Punitive damages should not be assessed against an insurance company for failure to pay an insurance claim unless the company had no arguable reason to deny coverage. Consolidated American Life Insurance Co. v. Toche, 410 So. 2d 1303, 1305 (Miss.1982). In resolving cases dealing with bad faith, and particularly in determining whether punitive damages are appropriate, the Mississippi Supreme Court has held that if a genuine dispute over coverage exists, such dispute furnishes an arguable reason for refusing a claim whereby punitive damages are improper. See id. The court has also held that an arguable basis to deny payment exists when there is an issue as to whether the plaintiff has satisfied a condition or other term of the policy. See New Hampshire Insurance Co. v. Smith, 357 So. 2d 119, 120 (Miss.1978). The general rule which prevails in this jurisdiction is that if, as a matter of law, there is an arguable reason for the insurance company to deny liability on the policy, punitive damages are improper regardless of whether the insurance company prevails or loses on the issue of liability. See Henderson v. United States Fidelity & Guaranty Co., 620 F.2d 530, 536 (5th Cir.1980); Reserve Life Insurance Co. v. McGee, 444 So. 2d 803, 809 (Miss. 1983); Standard Life Insurance Co. of Indiana v. Veal, 354 So. 2d 239, 248 (Miss. 1978); Lincoln National Life Insurance Co. v. Crews, 341 So. 2d 1321, 1322 (Miss. 1977). In Michael v.

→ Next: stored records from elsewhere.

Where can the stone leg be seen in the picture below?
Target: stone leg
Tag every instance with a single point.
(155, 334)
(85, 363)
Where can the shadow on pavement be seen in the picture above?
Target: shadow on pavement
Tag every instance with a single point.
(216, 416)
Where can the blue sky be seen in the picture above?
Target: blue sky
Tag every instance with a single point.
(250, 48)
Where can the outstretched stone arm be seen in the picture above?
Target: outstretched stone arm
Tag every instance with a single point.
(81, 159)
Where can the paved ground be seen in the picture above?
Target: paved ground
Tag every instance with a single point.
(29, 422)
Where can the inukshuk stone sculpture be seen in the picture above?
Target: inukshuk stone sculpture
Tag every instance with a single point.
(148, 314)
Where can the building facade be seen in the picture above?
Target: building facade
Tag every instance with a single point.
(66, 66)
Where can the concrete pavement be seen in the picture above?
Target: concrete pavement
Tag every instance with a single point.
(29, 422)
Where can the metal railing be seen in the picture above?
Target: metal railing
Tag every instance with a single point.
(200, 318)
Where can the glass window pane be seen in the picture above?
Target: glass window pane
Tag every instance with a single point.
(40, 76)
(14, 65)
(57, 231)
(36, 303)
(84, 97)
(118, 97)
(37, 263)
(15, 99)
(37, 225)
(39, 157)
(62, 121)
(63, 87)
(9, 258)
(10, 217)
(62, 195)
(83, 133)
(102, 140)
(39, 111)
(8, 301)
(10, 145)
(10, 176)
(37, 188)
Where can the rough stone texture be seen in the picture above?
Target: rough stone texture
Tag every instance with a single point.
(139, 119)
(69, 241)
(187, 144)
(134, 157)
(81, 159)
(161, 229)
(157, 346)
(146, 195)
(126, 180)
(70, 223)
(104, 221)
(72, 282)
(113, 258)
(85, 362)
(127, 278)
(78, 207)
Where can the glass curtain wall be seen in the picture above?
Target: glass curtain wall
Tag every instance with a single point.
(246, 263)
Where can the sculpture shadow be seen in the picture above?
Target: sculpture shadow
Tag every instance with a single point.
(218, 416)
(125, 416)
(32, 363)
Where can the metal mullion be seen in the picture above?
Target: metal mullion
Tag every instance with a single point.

National Security Fire & Casualty Co., 458 F. Supp. 128 (N.D.Miss.1978), it was noted that punitive damages are improper if the insurer has a legitimate or arguable reason for failing to pay the claim; furthermore, failure to pay must constitute "some intentional wrong, insult, abuse or gross negligence which amounts to an independent tort." Id. at 131.

In the present case, the plaintiff Patton testified in his deposition that any work on the house was merely to prepare for renovation. The court is of the opinion that this statement provided an arguable reason for Aetna to deny liability on the insurance policy.

The plaintiff also argues, under Reserve Life Insurance Co. v. McGee, 444 So. 2d at 809, that partial summary judgment regarding punitive damages in an insurance case is inappropriate when the ultimate issue of liability under the insurance contract must be determined at trial. This court reaffirms its decision in O'Connor v. Equitable Life Assurance Society of the United States, 592 F. Supp. 595 (N.D.Miss. 1984), in holding that Reserve Life has no applicability to pre-trial procedure.

Accordingly, the court is of the opinion that the defendant Aetna's motion for partial summary judgment as to the issue of punitive damages is well taken and should be granted.

Let an order issue accordingly.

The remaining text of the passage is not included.